Back when Ezra Klein got hired by the Washington Post, I pretty much decided (after that post) it was time to move on from making Ezra a daily read; indeed, as I come upon my third blogiversary, I'm struck by how much has changed since I started... because Ezra, and the blog he did, was both the inspiration, and the model, for how I approached blogging myself. And now... I barely read Ezra, and my model is... well, me.
Back then, Ezra was a nice kid, fresh out of college - and fresh from Pandagon - who wrote earnestly, if not always brilliantly, on liberal concerns he cared about. Eventually, he settled on healthcare, and gradually, he got better informed, if not more thoughtful, about the issues in American healthcare and the prospects for real change and reforms to our (multiple) system(s).
None of which, really, was quite enough to justify the WaPo hire... nor their inexplicable decision to park Ezra amidst the business section blogs and call him an "economic" blogger.
I don't mean this come off as harshly as it probably does - I visit the blog once, twice a week maybe, these days, and it's still an amiable, if unnecessary, read.

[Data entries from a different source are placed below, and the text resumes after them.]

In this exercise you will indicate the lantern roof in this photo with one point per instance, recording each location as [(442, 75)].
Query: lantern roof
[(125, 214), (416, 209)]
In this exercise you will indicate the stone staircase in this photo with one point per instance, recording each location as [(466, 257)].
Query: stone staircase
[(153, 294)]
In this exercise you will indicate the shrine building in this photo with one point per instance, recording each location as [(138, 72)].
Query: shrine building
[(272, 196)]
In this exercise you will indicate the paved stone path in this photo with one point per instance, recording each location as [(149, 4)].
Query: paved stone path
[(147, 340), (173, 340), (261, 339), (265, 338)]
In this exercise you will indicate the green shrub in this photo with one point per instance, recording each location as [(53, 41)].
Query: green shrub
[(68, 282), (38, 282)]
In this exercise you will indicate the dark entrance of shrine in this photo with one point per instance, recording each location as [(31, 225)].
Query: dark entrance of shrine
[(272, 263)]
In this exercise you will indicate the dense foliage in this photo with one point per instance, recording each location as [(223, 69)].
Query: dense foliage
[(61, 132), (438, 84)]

Though many lefty bloggers have sort of "contracted out" coverage of the healthcare debate to Ezra (in tandem with Jon Chait, who blogs in similarly establishment lefty form at the New Republic), there's not much more to what Ezra provides than your basic mainstream newspaper - slightly more analyss, perhaps, but none of it necessarily better. And having missed a week or two and finally returning to his blog, I was struck by how little there was on offer.

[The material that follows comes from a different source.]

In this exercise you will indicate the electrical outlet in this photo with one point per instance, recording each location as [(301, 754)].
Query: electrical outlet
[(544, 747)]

Ezra's titled yesterday "Delivery Systems Day" and used multiple posts to focus on "reforms to the healthcare delivery system" in the congressional bills, as only he can. This entailed, basically, quoting e-mails from a string of policy wonk types reviewing aspects of proposals - few of which, really, amount to a concrete plan for anything - and evaluating them, largely on potential for success, mainly political success, and what Ezra likes to think of as "economic" success, which seems to consist of evaluating nonexistent numbers and presenting rosy, pie in the sky notions of favored ideas.
Could you guess his sources mostly work in a Washington based academic and policy thinking environment?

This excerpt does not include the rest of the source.